Hanby Arts and Math/Science Magnet School and Emerson World Cultures Magnet School are celebrating diversity this school year with the theme, "Standing Together, We Make Westerville Better."
Emerson fifth-grader Rhianna Friedman came up with the theme, and both of the Westerville elementary schools have many activities planned under the direction of Hanby school counselor Melissa Harps and Emerson and Hanby art teacher Juls Rathje.
After seeing a need in the community to recognize, appreciate and embrace differences, Harps said she is planning to make the theme of diversity a component of lessons and activities.

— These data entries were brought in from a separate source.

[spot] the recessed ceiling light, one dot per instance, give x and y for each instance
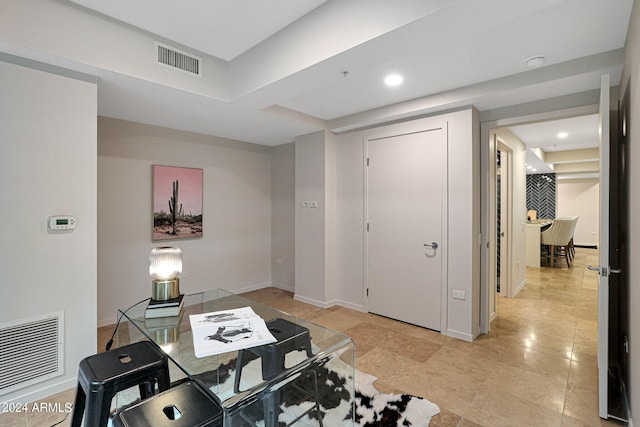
(393, 80)
(536, 61)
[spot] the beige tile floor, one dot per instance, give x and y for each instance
(537, 367)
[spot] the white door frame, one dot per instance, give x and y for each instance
(506, 265)
(420, 126)
(488, 201)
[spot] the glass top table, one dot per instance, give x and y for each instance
(216, 373)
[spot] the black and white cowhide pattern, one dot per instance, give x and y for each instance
(335, 384)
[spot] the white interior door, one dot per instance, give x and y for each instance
(405, 246)
(603, 247)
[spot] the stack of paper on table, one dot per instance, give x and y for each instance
(228, 330)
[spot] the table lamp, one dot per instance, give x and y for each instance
(165, 267)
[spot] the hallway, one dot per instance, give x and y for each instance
(537, 367)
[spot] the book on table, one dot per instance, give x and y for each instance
(164, 308)
(228, 330)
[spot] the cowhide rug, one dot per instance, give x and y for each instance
(335, 384)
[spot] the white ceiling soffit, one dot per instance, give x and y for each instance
(581, 133)
(220, 28)
(279, 63)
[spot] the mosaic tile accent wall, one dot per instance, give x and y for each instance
(541, 194)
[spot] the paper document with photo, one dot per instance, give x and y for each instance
(228, 330)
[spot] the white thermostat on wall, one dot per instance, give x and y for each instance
(62, 222)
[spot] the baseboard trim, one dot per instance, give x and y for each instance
(287, 288)
(44, 392)
(328, 304)
(462, 335)
(518, 288)
(312, 301)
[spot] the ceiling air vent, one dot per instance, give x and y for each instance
(178, 60)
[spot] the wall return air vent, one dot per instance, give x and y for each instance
(32, 351)
(176, 59)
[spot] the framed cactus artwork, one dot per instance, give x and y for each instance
(177, 203)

"By learning strategies to help solve problems when there is a conflict, difference in opinion or belief at a young age," Harps said, "it will lead to citizens (who) can work together to make our community a very special and cohesive place to live."
During the year, challenges will be presented to teams of students within classrooms so they can learn how to solve problems as a community.
Students will then discuss how they can put their solutions into practice in the real world.
When posed with the question of how differences can make Westerville stronger, Emerson fourth-grader Jackson Smith said, "I think we should use our differences every day to bring not just our community but the world closer together."
Harps said this is what she and Rathje are striving to cultivate in their schools.
Rathje plans to work with students to create a "Hanby City" and an "Emerson City."
Each grade level will complete a different piece of the city, such as buildings, vehicles, trees/nature, animals and people.
"This mural will be created out of paper and displayed in the hallways of both schools," Rathje said.
"The theme will be that we are all a part of our Westerville community and an important part of our school."
Already this year students decorated a hand template that reflects who they are and how they are unique.
Rathje said the students enjoyed showing creativity on their individual projects and were excited to see the final pieces -- gigantic, collaborative school diversity flags -- which will be prominently displayed at each building all year.
Rathje will again be working with the Westerville Arts Council in April to be a part of the Mount Carmel St. Ann's 4th Friday celebrations.
She recently led an activity during a 4th Friday and the Passport to the Arts, along with fifth-grade volunteers from both schools.
They invited people walking by to create a Postcard to Space, a collaboration with NASA and Projekt Postcard, a global art mission.
In April, the theme will be Diversity and the Standing Together project.
This month the Westerville Public Library will host an exhibition of student work and photographs of the diversity mural.
Students' written thoughts on diversity will be displayed along with the photographs.